You wake up before the sun rises and watch the video one more time, to be sure your eyes have not fooled you. The footage is grainy, shot by surveillance cameras, lit by street lamps. The hazy flash of fire takes your breath away.
At 4:30 a.m. July 3, 2022, at a bus stop near 58th and Olive avenues in Glendale, a human being was doused in gasoline and set on fire by a man wielding a butane torch.
Blake Angerer, age 30, can be seen on the video stumbling into a nearby Circle K, pants around his ankles, his shoulders, arm and lower body still ablaze. Witnesses douse Angerer with water.
The video lasts just shy of four minutes. It ends with Angerer prone on the store’s grimy tile, smoke rising from his body.
Angerer’s sister, Riquida, described him on the family’s GoFundMe page as “a son, a father, a brother, a cousin, a friend, and all around a good looking and goofy charismatic man who really wanted to see the greatest parts of life.”
Angerer was also a fighter. With third-degree burns charring over 70% of his body, he lasted more than three weeks in intensive care.
Angerer died on the morning of July 26.
In a gentler time, the deliberate barbecuing of a human being would draw more than a couple minutes on the news and a few headlines buried beside the furniture ads. But this is 2022, where you live amid mass shootings, double-digit inflation, monkeypox and COVID, political flame wars and an invasion of the U.S. Capitol by angry fools. Angerer’s killing and the arrest of 41-year-old Luciano Simmons drew little more than a blip, despite the sheer depravity of the crime.
Per the police report, Simmons, the alleged firestarter, plunked down a buck at Circle K.
Seconds later, “Luciano is on camera filling up the water bottle with gasoline, and shortly after the victim and witness are observed running from the area of the bus stop to the entrance of the Circle K while the victim is on fire.”
You stare at the frozen frame of the video for what feels like an hour. A wisp of smoke sits frozen on the screen.
You contemplate not Simmons’ derangement, which you can only chalk up to mental illness or evil, but the response from the rest of us.
A few stories, a few thousand clicks, some upset stomachs. Two hundred and twelve donations on the Angerer’s GoFundMe page, which currently totals $10,531 raised toward a goal of $100,000. Ten people in a Valley of 4.9 million have posted words of support and prayers.
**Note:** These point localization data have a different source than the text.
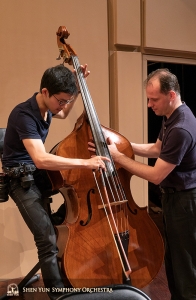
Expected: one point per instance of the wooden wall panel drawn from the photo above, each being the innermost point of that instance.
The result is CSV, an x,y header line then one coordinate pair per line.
x,y
126,19
129,90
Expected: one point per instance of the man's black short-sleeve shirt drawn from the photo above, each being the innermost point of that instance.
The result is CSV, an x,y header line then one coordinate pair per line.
x,y
24,122
178,136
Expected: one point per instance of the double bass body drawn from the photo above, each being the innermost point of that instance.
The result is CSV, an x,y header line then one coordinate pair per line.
x,y
90,256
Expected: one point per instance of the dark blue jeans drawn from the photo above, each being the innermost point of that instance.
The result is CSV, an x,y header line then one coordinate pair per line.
x,y
31,207
179,213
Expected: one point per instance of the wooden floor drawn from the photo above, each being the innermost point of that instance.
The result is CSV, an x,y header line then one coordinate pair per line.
x,y
157,290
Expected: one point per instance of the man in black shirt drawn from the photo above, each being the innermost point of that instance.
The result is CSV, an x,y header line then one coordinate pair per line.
x,y
24,151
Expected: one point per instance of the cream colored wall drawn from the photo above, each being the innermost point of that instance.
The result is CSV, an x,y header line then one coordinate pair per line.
x,y
27,47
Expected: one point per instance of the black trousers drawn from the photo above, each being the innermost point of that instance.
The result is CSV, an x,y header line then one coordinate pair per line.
x,y
30,204
179,216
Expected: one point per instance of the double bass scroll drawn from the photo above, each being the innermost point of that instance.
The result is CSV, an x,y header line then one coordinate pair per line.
x,y
112,240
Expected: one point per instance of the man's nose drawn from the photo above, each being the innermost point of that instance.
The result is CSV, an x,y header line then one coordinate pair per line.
x,y
149,103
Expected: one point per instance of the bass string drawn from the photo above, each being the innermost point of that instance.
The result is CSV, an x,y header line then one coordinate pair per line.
x,y
111,176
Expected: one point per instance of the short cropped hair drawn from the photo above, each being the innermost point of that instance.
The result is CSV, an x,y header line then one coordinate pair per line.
x,y
168,81
59,79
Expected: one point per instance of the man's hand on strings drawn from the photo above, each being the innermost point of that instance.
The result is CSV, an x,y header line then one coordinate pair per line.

You dwell on the acronym used today to express disgust via text message. SMH. Shaking my head.
Cold-blooded murder used to stop us. Neighbors would drop off dishes covered in foil. Strangers help defray the cost of medical treatment or the price of a coffin and a funeral.
The name of the victim would become, at least for a few days, a top-of-mind presence in our collective consciousness.
Not anymore. Now the news spends its precious space inventorying the latest influencers and conspiracies, venomous political candidates and venal Hollywood celebs.
The death of Angerer once would have made you look until you could no longer stand it, until one human being’s searing agony forced you to look away.
Today, in 2022, we can barely be bothered to notice, to act.
You start the video one final time, to be sure your eyes have not fooled you. And to be sure you still have a heart beating and aching in your chest. Because in the end, really, what else is there?